Edges of 2-simplex (equilateral triangle edges), shown in Fig. 1b, are associated with three patterns (classes); the circle with big radius is the investigated object, and small circles are sample objects. Each pattern corresponds with some color. The distance from an object to a side is directly proportional to the object proximity to the pattern corresponding to the side. The distance for the investigated object is displayed as color perpendicular lines to 2-simplex sides. Color of each line corresponds to the pattern color. An object color is mapped with an associated pattern (the nearest pattern or pattern determined by an expert.

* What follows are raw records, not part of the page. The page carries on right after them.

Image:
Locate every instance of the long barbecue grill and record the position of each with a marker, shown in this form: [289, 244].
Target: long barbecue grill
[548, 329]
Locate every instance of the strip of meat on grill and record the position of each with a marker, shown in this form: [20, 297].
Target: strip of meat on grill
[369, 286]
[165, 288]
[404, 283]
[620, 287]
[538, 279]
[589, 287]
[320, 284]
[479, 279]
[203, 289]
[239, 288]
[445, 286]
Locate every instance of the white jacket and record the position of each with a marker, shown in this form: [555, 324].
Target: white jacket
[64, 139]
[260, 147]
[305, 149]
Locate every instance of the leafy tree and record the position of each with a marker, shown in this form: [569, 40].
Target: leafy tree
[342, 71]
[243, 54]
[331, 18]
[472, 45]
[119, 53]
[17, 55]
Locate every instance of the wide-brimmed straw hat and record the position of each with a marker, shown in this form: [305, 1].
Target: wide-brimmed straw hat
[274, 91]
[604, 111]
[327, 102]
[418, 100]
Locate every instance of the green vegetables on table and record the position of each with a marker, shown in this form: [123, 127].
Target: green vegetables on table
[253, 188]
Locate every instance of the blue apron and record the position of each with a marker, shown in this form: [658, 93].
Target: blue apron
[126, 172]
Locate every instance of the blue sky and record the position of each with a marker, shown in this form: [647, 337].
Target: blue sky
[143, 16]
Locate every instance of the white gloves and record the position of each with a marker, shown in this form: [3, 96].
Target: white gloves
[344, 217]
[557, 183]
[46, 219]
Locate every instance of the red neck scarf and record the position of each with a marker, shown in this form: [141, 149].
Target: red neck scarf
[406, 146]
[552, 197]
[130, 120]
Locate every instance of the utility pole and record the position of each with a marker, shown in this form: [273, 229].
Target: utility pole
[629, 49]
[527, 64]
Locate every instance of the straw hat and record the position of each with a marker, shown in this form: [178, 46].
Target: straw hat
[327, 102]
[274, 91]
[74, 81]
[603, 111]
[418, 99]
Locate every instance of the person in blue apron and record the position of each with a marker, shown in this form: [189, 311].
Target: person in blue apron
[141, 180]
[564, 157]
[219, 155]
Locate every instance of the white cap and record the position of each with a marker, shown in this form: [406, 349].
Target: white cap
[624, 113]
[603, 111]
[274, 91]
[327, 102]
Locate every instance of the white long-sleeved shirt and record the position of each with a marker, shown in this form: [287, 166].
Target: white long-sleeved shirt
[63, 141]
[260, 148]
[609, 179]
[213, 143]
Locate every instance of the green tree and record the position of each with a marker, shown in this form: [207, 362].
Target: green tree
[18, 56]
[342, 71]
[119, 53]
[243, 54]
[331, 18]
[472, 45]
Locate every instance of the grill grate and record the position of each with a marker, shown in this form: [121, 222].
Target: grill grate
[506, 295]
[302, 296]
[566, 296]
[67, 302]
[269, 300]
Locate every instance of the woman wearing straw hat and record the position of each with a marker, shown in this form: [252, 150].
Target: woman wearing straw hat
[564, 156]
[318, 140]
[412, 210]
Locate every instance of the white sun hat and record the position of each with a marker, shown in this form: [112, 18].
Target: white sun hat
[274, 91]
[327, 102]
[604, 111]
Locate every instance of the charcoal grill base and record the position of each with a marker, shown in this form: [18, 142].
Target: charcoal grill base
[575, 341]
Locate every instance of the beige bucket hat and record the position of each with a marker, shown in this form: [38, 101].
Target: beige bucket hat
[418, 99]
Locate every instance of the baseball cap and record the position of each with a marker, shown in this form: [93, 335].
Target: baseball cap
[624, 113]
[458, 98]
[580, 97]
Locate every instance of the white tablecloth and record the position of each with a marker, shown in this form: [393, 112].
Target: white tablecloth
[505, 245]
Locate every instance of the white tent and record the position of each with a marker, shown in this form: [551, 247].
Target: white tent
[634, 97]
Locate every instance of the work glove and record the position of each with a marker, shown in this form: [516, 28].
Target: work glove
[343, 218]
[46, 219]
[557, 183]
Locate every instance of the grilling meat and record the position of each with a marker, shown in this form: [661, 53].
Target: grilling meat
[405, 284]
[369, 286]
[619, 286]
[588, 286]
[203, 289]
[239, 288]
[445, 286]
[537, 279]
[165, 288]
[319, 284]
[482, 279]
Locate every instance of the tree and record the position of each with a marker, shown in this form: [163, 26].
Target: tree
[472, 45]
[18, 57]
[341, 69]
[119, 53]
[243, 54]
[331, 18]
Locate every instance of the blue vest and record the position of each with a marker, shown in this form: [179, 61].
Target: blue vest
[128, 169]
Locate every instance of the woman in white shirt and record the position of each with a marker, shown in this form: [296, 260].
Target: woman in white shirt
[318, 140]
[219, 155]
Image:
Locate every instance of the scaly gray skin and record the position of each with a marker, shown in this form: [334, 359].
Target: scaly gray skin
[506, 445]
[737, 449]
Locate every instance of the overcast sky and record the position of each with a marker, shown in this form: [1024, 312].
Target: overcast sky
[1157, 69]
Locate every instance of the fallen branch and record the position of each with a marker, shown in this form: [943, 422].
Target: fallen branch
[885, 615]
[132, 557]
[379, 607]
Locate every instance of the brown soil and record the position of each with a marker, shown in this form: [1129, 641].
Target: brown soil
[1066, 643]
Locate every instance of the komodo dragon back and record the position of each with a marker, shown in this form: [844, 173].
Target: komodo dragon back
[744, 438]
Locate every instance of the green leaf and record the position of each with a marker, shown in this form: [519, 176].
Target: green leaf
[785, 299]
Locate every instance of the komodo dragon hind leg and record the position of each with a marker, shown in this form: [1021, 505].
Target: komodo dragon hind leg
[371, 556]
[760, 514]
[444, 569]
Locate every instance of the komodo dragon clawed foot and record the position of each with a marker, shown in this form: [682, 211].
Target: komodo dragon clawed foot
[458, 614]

We use dashed 2-simplexes to illustrate the accuracy of the pattern recognition on the Fig. 4.
Fig. 4

2-Simplex with learning sample objects and the object under investigation

The edges of 3-simplex, shown in Fig. 5, are associated with four patterns. We demonstrate in Fig. 5 the objects of four patterns (A, B, C, D) and the investigated object related to pattern A within 3-simplex. Objects related to pattern A are red, to pattern B are yellow, to pattern C are brown, and to pattern D are green.
Fig. 5

3-Simplex with learning sample objects and the object under investigation

The results of each of the diagnostic, predictive decisions are shown in the form of points in 2-simplexes disposed on cross sections of 2-simplex prism.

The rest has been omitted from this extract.